# I remember....



## mstar (Aug 14, 2013)

I do remember the second grade. My teacher would give long classwork assignments, and I would wish that they could be finished by just one wave of a magic wand I had envisioned! Pink, it was pink, and a dark purple/deep pink with whiter sparkles would come over the paper and solve all the answers. My idea developed. I could only use this once. I decided eventually on a long paper that we had to fill out several sentences to finish. 

What do you remember? Anything, please.


----------



## Cheyenne (Aug 6, 2012)

I don't like the excessive emphasizing of past events, or, indeed, of future events. How scary it is to realize that many people would give up hours upon hour of their lives because during those times they weren't amused, or were working at a job they didn't like, or were being bored at school: how very tragic! Whenever I hear somebody say, "I can't wait for this event, only three weeks left" or "I love thinking back to that period", I can't help but think it terribly sad. 

Is that wrong of me to think? Should I "treasure" it all a little more, as they say?


----------



## Huilunsoittaja (Apr 6, 2010)

I have many fond memories of my time at my School of Music, I ought to write them down so I never lose it, but it might be too late for somethings. Such fond memories of exciting concerts (ones I watched and ones I played in), joking and laughing with friends, etc.


----------



## Vaneyes (May 11, 2010)

Cheyenne said:


> I don't like the excessive emphasizing of past events, or, indeed, of future events. How scary it is to realize that many people would give up hours upon hour of their lives because during those times they weren't amused, or were working at a job they didn't like, or were being bored at school: how very tragic! Whenever I hear somebody say, "I can't wait for this event, only three weeks left" or "I love thinking back to that period", I can't help but think it terribly sad.
> 
> Is that wrong of me to think? Should I "treasure" it all a little more, as they say?


Well, for the most part it's just small idle reflection on positive things. Not too many want to relive horrific episodes.

Your philosophic approach, Cheyenne, is what many performers have to adopt, if they are to be successful. IOW staying in the moment. :tiphat:


----------



## Weston (Jul 11, 2008)

I remember staying awake for three and a half days using coffee and No-Doze (a caffeine pill) to finish a wood sculpture for sculpture class in college. I wasn't the only one; nearly the entire class had to resort to such drastic measures even though we had all had at least three weeks to complete our projects. Sculpture is a LOT of work! I was chipping gouging and rasping away at this huge humorless piece of cherry wood about the size of a kitchen trash can. No power tools were allowed. It seemed to go on for a couple of years. Finally I threw in the towel, put a coat of lacquer on the thing and limped back to the dorm at around 4:00 AM the day the piece was due, resigned to receive an incomplete grade. 

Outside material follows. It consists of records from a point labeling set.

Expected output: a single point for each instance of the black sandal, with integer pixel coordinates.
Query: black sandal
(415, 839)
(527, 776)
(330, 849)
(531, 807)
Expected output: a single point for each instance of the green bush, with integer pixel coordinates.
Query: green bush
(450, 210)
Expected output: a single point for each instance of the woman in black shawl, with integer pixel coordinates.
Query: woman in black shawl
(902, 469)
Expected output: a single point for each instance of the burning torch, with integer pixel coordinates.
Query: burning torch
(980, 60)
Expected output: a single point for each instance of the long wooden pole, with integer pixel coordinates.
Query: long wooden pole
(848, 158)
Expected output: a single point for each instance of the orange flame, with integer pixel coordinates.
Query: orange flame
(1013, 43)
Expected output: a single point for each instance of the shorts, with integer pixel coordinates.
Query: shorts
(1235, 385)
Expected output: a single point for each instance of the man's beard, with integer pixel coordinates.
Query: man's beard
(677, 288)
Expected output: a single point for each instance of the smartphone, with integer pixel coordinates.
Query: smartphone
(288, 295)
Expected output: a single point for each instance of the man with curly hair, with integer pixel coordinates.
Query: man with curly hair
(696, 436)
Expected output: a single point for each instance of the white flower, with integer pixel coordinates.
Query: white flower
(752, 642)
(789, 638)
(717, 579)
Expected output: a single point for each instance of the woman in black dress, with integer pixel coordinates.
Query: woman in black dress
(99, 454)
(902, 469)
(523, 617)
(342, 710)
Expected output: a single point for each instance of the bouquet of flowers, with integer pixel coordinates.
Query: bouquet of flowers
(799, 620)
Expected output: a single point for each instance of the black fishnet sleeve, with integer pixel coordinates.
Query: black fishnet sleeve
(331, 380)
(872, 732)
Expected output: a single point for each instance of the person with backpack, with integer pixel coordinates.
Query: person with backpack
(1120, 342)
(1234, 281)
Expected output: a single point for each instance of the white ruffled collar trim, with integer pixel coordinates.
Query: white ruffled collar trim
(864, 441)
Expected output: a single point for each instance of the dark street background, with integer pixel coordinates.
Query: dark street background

I was hallucinating on the way back, presumably due to sleep deprivation. The bushes turned into cloaked witches who followed me in a weird crouching gate and I heard my name called right behind me twice when no one was there. It was terrifying! And then when I flopped into the bunk I couldn't sleep! At least not right away. I was so exhausted I was scared I would stop breathing or something. Also I would jerk awake when I started drifting off as you do sometimes when you are overly tired. Eventually nature took over and I did sleep. 

At the critique that afternoon the teacher wandered into the studio and all of us looked pretty run down. "Ward?" he said, calling me by my last name as if I were in the military or something. "How many hours do you have in this piece?"

"Ummmm. 30, sir?

"B--- S----! 80 hours minimum. What's it about?" 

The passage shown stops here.